Last week’s non meeting between the various European finance minister solved one thing, Europe is not set up to deal with a crisis. On the face of it this is an indictment of European union, but this problem is also true for the rest of the G7 countries. Exception would be Canada, simply because Canada’s fiscal crisis occurred in the mid 90s. When the world was growing, and Canada benefited from inclusion in NAFTA. 
Anyway the Financial times said it best
 
The core issue in the eurozone crisis is not the overall size of the peripheral countries’ sovereign debt. […]. The problem is that the eurozone is politically incapable of handling a crisis that is now contagious and has the potential to cause huge collateral damage.
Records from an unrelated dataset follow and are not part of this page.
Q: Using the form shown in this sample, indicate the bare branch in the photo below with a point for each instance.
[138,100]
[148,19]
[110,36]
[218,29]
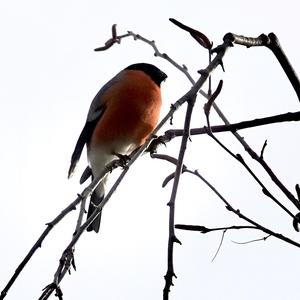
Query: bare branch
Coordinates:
[270,41]
[220,245]
[252,241]
[197,35]
[203,229]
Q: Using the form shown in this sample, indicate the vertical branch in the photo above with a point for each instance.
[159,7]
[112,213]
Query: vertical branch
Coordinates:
[172,237]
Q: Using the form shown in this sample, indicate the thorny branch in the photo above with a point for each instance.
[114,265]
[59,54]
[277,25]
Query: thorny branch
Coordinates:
[229,207]
[269,41]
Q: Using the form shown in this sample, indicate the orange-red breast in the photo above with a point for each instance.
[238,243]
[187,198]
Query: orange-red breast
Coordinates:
[121,117]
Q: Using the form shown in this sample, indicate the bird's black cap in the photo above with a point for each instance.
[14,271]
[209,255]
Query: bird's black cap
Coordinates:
[155,73]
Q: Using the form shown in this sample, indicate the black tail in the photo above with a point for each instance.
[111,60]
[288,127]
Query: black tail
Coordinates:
[95,200]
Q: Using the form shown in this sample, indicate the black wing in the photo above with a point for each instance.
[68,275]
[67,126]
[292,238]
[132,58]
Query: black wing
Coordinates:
[84,137]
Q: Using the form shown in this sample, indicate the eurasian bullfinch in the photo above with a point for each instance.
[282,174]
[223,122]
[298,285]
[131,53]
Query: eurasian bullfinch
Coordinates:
[121,117]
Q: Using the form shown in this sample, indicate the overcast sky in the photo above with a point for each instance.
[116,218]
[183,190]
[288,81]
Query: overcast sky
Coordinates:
[49,73]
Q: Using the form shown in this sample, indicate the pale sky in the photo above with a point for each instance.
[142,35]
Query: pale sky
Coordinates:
[49,74]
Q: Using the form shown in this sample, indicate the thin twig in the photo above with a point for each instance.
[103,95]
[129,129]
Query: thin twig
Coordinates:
[252,241]
[220,245]
[203,229]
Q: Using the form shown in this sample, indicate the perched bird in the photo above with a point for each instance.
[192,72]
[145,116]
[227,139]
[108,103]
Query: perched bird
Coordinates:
[121,117]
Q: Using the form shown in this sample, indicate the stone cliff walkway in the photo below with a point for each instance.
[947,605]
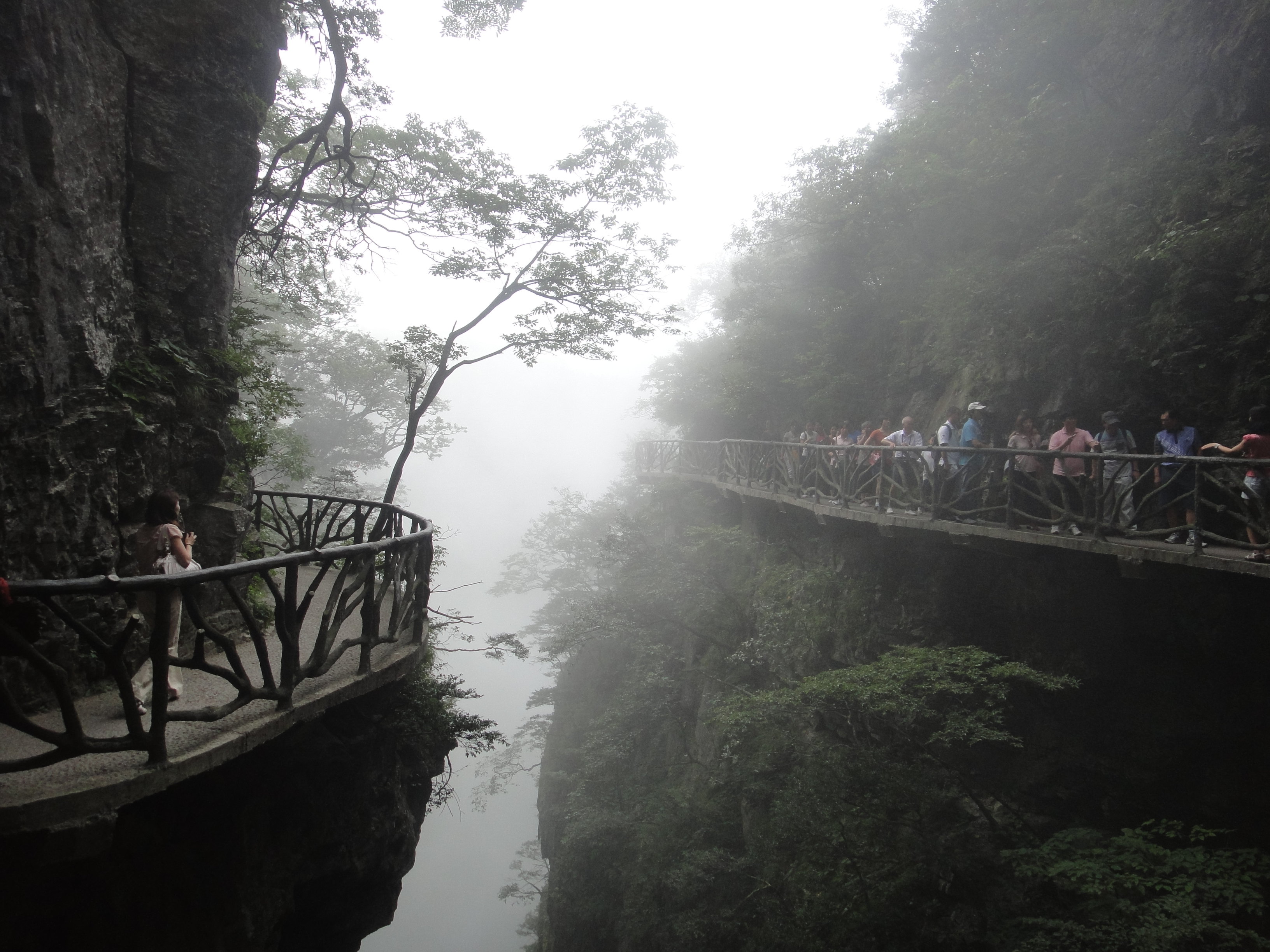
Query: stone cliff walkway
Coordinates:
[1135,556]
[100,784]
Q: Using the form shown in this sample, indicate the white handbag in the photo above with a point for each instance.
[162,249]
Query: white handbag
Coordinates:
[168,564]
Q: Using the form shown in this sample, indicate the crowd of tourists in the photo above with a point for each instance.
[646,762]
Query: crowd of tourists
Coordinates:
[1044,485]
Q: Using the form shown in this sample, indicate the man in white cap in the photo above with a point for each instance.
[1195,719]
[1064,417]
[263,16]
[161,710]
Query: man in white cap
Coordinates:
[972,464]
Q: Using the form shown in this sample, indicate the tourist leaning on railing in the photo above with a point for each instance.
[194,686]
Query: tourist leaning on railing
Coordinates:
[909,470]
[1177,480]
[157,544]
[1255,445]
[1029,494]
[1118,475]
[1070,484]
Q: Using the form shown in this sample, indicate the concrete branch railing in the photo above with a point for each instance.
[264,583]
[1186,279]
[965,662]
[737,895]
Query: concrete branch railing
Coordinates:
[374,558]
[1116,495]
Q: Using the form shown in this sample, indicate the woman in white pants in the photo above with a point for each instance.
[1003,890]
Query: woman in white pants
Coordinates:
[155,541]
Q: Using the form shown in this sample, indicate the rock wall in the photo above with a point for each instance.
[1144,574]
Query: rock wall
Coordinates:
[128,158]
[300,845]
[1170,719]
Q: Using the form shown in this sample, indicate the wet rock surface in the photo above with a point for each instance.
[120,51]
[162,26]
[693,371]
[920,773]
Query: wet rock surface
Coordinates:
[300,845]
[128,158]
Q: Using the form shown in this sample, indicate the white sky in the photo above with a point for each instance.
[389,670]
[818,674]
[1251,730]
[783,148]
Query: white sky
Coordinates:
[745,86]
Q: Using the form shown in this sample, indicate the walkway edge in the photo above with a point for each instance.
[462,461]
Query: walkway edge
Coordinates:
[78,805]
[1126,553]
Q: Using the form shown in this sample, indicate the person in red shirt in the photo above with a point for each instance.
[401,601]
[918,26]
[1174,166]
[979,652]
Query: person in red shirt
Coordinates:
[1256,481]
[1071,471]
[878,438]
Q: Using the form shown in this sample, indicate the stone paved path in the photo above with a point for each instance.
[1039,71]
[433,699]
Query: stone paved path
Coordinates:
[1133,554]
[97,784]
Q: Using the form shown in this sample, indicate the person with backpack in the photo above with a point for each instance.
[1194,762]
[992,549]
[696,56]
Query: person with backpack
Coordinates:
[1177,480]
[1255,445]
[1118,475]
[1070,476]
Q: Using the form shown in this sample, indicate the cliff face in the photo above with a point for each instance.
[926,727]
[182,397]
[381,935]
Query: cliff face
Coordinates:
[128,157]
[658,830]
[300,845]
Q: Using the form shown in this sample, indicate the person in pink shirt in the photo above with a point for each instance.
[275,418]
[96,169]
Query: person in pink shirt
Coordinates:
[1071,471]
[1254,445]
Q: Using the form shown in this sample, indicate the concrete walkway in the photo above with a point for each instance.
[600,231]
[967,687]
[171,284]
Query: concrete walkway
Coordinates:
[97,784]
[1135,555]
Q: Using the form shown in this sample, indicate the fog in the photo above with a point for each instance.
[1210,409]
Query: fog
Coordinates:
[746,87]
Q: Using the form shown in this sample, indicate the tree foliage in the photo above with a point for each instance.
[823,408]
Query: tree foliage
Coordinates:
[1068,207]
[338,189]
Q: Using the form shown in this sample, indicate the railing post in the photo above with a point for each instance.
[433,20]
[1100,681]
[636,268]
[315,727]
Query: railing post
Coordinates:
[289,636]
[938,490]
[422,570]
[1198,546]
[159,636]
[370,616]
[1099,508]
[1011,523]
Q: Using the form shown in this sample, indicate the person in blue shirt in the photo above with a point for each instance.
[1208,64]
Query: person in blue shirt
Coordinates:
[971,464]
[1177,481]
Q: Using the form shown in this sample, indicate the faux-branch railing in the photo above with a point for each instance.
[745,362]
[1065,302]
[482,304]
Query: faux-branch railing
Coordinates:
[987,485]
[380,558]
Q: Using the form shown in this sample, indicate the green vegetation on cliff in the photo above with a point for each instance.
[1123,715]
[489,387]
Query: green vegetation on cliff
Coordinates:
[783,740]
[1070,206]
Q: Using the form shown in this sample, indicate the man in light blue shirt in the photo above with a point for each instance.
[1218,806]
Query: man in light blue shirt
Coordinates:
[972,432]
[972,464]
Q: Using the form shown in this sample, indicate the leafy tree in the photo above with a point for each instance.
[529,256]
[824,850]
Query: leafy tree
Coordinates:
[337,188]
[1066,208]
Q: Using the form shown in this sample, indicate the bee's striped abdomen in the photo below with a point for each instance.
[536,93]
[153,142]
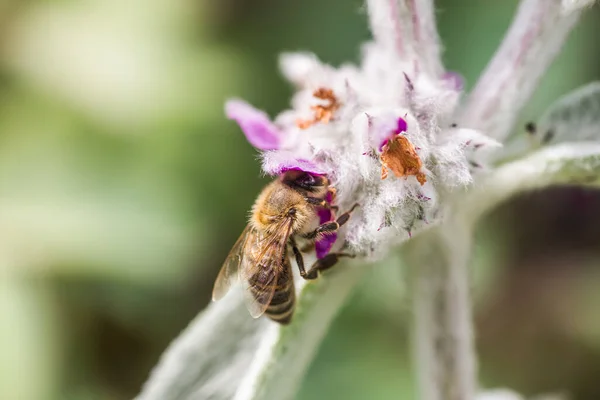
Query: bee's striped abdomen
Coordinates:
[283,302]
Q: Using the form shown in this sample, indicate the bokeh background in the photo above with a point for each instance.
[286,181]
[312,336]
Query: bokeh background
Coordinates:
[122,187]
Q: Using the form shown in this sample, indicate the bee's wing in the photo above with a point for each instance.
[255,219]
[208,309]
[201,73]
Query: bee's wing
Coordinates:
[260,278]
[229,270]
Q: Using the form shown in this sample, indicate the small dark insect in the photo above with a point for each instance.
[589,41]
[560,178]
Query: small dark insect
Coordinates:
[283,214]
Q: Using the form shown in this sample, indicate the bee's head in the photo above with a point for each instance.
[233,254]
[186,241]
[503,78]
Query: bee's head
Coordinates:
[305,182]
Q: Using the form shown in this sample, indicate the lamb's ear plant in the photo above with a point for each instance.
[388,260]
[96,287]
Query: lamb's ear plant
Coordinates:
[395,135]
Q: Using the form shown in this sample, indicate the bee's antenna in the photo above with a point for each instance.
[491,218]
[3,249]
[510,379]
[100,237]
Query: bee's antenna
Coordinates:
[531,128]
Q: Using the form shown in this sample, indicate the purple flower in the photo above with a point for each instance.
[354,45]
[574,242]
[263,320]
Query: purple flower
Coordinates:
[255,124]
[326,242]
[277,162]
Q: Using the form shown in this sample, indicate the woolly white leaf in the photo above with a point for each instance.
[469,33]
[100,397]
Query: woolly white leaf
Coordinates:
[572,5]
[574,117]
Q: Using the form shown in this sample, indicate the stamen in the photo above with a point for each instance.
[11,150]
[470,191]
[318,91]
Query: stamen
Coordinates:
[322,113]
[400,156]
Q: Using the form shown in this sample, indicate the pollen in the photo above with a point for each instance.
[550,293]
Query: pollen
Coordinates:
[323,113]
[400,156]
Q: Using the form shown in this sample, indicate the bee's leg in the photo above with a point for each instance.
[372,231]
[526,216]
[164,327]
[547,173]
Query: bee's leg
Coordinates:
[299,258]
[321,203]
[323,264]
[331,226]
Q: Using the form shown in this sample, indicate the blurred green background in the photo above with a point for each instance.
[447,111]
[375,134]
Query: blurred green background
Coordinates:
[122,187]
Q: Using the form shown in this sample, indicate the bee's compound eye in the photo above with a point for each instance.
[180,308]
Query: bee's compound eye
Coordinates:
[307,179]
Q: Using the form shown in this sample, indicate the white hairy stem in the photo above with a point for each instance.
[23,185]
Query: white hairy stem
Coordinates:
[443,330]
[534,39]
[225,354]
[408,29]
[566,164]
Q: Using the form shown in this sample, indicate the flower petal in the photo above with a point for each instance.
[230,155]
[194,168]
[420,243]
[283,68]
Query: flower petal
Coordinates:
[325,243]
[277,162]
[255,124]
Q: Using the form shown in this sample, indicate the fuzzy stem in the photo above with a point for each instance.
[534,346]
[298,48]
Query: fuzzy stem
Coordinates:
[225,354]
[408,29]
[443,332]
[534,39]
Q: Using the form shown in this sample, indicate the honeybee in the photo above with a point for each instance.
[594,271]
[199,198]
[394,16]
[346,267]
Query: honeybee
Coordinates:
[284,212]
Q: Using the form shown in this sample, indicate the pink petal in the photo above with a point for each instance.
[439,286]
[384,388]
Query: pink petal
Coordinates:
[324,245]
[401,126]
[277,162]
[255,124]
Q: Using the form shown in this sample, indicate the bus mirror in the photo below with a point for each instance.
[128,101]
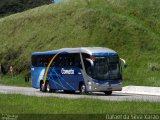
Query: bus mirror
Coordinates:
[125,63]
[91,62]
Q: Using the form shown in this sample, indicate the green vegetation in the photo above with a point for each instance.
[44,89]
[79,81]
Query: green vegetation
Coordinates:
[131,27]
[18,80]
[8,7]
[18,104]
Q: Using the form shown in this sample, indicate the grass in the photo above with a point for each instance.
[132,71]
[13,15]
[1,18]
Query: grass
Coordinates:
[131,27]
[43,106]
[14,81]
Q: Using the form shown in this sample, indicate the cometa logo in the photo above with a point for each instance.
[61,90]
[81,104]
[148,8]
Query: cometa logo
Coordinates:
[70,71]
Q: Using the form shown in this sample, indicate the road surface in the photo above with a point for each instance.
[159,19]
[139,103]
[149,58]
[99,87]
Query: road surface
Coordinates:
[116,96]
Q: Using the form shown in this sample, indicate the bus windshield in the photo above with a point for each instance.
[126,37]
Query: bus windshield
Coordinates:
[105,68]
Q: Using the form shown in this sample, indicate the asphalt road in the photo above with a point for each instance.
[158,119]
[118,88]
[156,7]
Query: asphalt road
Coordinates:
[116,96]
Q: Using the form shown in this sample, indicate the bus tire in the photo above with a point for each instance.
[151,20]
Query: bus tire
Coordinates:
[82,89]
[108,93]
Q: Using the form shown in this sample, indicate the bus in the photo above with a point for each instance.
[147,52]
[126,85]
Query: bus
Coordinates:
[85,69]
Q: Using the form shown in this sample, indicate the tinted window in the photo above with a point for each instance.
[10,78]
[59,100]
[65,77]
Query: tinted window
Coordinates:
[61,60]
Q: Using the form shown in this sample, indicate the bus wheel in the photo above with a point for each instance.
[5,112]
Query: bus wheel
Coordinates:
[42,87]
[108,93]
[83,89]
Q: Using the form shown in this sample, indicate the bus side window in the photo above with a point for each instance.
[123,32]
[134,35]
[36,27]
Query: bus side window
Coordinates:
[77,61]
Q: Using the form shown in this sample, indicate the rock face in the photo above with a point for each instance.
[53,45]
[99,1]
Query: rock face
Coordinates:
[8,7]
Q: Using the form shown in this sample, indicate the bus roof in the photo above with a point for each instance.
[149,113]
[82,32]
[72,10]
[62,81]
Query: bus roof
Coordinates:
[97,51]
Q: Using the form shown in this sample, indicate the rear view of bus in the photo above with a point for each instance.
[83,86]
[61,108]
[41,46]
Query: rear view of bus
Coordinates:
[93,69]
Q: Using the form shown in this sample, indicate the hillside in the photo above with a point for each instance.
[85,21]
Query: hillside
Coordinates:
[131,27]
[8,7]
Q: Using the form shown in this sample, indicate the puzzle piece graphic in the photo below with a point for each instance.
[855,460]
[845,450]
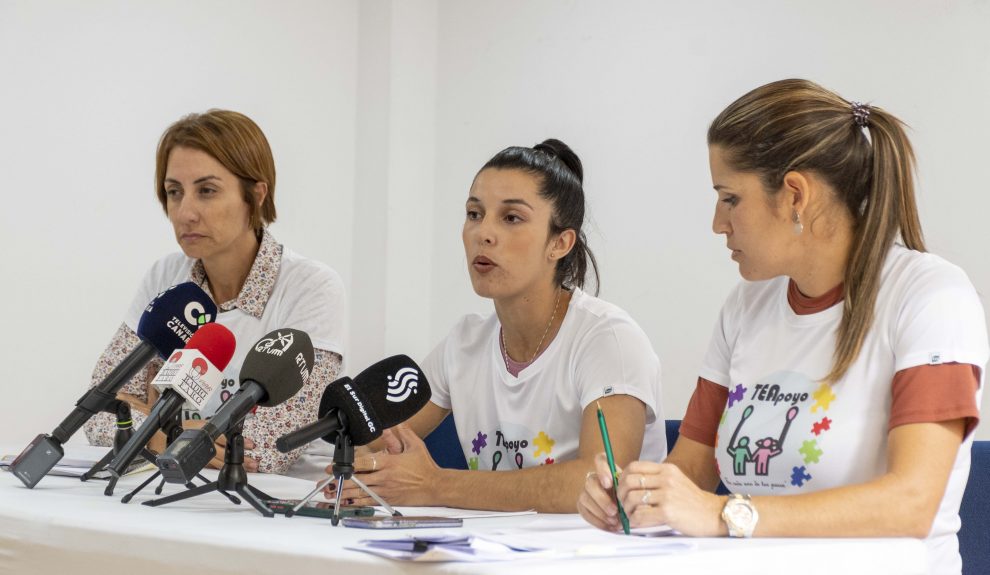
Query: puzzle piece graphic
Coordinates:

The “grand bargain” – a series of institutional agreements on eurozone sovereign debt by the European Council in March – did not address the resolution of the current crisis. That process is starting only now. Those responsible have realised that, no matter which debt management option they choose, it will cost taxpayers hundreds of billions. It is highly unlikely states will accept fiscal transfers of such a size without imposing extreme conditions on one another.

The political reason this crisis goes from bad to worse is an unresolved collective action problem. Both sides are at fault. The tight-fisted, economically illiterate northern parliamentarian is as much to blame as the southern prime minister who cares only about his own backyard. The Greek government played it relatively straight but Portugal’s crisis management has been, and remains, appalling.